First, how many wards are there considered in the dataset?. What is the distribution of properties sold in each of them?

In [None]:
# Plot a bar chart with the number of properties sold in each ward


This gives us an idea of what area is 'hotter' in terms of number of properties sold, however, we would like to identify what are the most aforable areas and the most expensive ones.

In [None]:
# Plot a chart that would be representative of the prices in each ward


If we compare the highest property sold in each of the wards, against their average we can see there are some clear outliers. Let's go further into the prices of the properties being sold. 

How would we take a glimpse on the price variable over time? 

In [None]:
# Plot a chart that would give us a general idea on the prices over time


In [None]:
# You might want to describe the PRICE variable


Let's remove the properties sold before the 1990 and ignore the ones with an astronomical price. 

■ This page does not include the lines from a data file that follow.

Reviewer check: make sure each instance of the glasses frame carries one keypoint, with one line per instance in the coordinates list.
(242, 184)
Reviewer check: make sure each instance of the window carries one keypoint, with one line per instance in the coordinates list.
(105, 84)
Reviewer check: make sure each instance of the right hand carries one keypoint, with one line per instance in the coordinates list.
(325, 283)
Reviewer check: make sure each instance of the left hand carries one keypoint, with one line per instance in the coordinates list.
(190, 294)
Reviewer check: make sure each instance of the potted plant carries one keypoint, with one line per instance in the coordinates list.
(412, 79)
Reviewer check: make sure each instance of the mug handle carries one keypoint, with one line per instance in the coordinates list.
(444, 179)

Now, it might be easier to look at how the price per ward looks like. 

In [None]:
# Filter data_df by YR_SALE and PRICE


In [None]:
# Plot again the price per ward


It seems like location is a really important factor for the price. We would like to know what is more important, being NORTH/SOUTH or WEST/EAST of downtown.

In [None]:
# Look at the correlation between X, Y, and PRICE


Now that we have a clear picture of the impact of the location in the price. We would like to know what is more important for the price in a property between the number of kitchens, bathrooms, bedrooms, and total number of rooms.

In [None]:
# Look at ROOMS against PRICE


In [None]:
# Look at KITCHENS against PRICE


In [None]:
# Look at BEDRM against PRICE


In [None]:
# Look at BATHRM against PRICE


In [None]:
# Any other way to look at it?


Now we have a good idea of which locations have a higher impact on the price, and what is one of the most important features to determine the price on a property. Well done!